Figure 6 shows how much variance from the original dataset is retained as the number of remaining dimensions is reduced. To decide which number of remaining components to use in the machine learning pipeline, we used run-wise cross validation of the data at various values of principal components. Figure 5 shows the results of this using a linear discriminant analysis machine learning model. Ultimately the number of remaining components was chosen to be 800. These results are derived using subject 2’s Gel offline session, each other subject had an identical analysis done to determine the best PCA values for each subject. The Gel sessions had their best PCA values between 500-800 depending on the subject while the POLiTag sessions had their best values between 100-200 remaining features.

An experiment was tried where the number of components would be iteratively reduced, from more than 6000 to 4000, then from 4000 to 1500, and finally from 1500 to 800. This was ultimately fruitless as our results seemed to indicate that there was no benefit to this compared to reducing directly to the desired value. In fact there were instances where this proved less effective than reducing directly to the desired value.
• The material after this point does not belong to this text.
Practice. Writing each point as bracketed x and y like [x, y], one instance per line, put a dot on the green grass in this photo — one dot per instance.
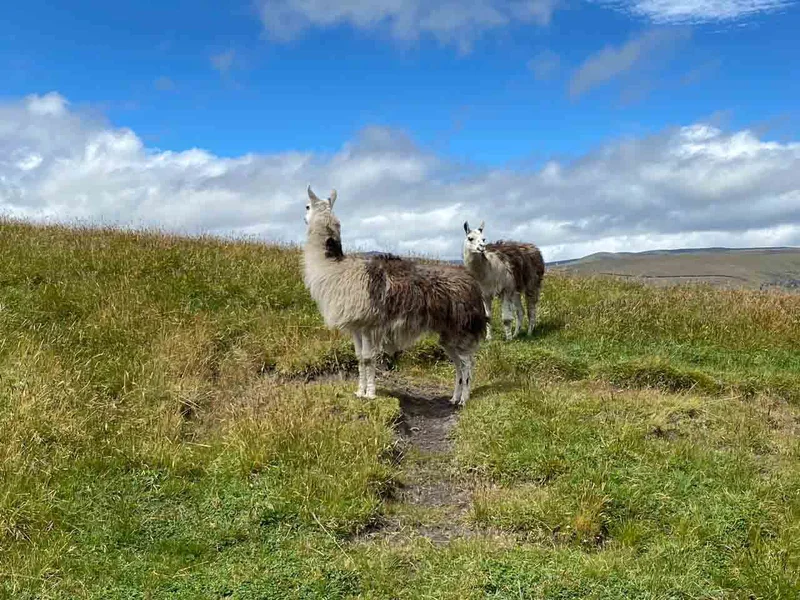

III-B2 Power Spectral Density

Power spectral density (PSD) is the measure of signal’s power content versus frequency. We applied Welch’s method to estimate the the spectral density, reducing the dimensionality of each window down to 129. We investigated using PCA to further reduce the dimensionality of the PSD features, but the experiments indicated that there this provided little to no accuracy gain.

Both of these dimensionality reduction methods are contrasted in the following section about model selection to see which one provides the best performance.

III-C Model Selection

We experimented with a number of different machine learning models when trying to decide which one should be used in our final decoder. We tried a number of prepackaged linear models included in the sklearn package along with some attempts to get a convolutional neural network running. These sets of experiments are described below.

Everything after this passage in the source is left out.